Source: The Guardian
Shamed by a gap in his reading, the Guardian writer vowed to read only fiction by African women in 2018. After 19 novels spanning Nigeria to Ethiopia, he shares what he learned
At last year’s Guardian Opinion Christmas party – modest affairs at which those who want to dance are outnumbered by those who want to talk by at least five to one – I met Chibundu Onuzo, a Nigerian author.
“We share a publisher,” she told me.
“I’m sorry,” I told her. “I haven’t read your book.”
Chibundu waved away my apology with generous indifference. We carried on chatting and were among the pioneers on the dancefloor.
Chibundu did not appear bothered by my ignorance of her work, but I was. I can’t say exactly why. There are lots of books I haven’t read. But in some small way that gnawed at me in the days ahead, I wondered not only why I hadn’t read her but why she wasn’t on my radar.

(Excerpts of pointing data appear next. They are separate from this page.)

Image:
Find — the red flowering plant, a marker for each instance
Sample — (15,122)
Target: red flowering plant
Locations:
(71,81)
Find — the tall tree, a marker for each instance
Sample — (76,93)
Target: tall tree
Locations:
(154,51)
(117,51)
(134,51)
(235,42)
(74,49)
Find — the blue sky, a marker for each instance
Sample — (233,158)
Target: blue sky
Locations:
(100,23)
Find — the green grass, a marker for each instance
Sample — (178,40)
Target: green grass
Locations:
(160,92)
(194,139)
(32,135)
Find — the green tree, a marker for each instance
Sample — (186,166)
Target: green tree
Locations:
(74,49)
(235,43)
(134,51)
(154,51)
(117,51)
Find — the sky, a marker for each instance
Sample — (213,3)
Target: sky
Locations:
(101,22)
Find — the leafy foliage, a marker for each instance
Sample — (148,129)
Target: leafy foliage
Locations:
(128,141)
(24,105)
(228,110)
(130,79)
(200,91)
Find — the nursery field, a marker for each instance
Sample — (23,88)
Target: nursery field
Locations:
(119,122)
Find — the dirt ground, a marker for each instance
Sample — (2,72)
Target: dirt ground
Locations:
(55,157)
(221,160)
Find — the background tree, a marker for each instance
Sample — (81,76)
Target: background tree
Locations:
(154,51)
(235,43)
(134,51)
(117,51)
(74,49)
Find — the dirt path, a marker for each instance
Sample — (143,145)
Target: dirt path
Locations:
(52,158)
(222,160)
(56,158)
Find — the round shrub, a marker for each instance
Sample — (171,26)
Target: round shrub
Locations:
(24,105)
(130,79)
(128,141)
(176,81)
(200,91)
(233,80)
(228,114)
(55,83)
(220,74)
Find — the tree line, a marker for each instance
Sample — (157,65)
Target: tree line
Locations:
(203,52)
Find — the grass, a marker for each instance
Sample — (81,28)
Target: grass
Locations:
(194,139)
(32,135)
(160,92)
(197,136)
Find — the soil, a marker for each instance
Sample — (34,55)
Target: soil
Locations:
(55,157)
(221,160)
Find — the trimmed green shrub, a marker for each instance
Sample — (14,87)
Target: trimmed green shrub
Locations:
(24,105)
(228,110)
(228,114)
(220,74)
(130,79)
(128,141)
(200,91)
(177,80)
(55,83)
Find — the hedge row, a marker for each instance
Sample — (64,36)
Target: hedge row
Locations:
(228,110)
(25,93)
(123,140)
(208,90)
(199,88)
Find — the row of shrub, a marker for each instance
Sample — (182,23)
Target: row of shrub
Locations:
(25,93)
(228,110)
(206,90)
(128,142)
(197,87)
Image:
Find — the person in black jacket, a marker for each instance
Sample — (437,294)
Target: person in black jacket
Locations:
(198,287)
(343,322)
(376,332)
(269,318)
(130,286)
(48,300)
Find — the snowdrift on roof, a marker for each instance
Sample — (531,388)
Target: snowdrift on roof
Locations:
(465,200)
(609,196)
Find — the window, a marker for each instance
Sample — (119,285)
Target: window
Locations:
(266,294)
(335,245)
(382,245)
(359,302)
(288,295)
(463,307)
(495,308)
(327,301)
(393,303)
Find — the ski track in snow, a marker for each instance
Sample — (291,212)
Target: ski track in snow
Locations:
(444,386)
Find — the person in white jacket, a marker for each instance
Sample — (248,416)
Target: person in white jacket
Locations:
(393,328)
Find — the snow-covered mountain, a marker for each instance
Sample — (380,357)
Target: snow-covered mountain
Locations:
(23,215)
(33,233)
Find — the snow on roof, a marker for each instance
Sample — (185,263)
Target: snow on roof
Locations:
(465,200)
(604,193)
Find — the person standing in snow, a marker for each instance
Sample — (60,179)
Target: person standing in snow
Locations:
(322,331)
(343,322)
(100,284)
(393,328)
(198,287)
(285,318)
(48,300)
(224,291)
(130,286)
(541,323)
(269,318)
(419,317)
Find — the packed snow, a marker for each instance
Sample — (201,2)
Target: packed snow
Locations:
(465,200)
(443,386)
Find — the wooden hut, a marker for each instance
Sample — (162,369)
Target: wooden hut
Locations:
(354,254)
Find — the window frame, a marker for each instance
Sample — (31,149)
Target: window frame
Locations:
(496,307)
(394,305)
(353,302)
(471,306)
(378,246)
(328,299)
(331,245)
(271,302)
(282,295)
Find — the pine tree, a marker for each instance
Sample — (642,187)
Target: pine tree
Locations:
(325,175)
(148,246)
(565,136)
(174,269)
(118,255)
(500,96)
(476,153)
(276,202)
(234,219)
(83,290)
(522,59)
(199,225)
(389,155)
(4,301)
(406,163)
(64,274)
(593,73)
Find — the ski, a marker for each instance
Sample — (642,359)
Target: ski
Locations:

Feeling it was time to fix my radar, I decided, when it came to fiction, to read only African women for a year. The motivation was not virtue but curiosity. I wondered what I had been missing out on. I wasn’t completely ignorant of literature by women from that part of the world: I’d read Chimamanda Ngozi Adichie, Ama Ata Aidoo, Bessie Head, Buchi Emecheta, Leila Aboulela, Gillian Slovo, Nadine Gordimer and Zoë Wicomb. Nor was I entirely ignorant of that part of the world. I lived in Sudan for a year, reported from South Africa, Mozambique, Zimbabwe, Tanzania and Sierra Leone and visited Ghana on holiday. But it had been at least four years since I read any of those authors and five since I set foot on the continent.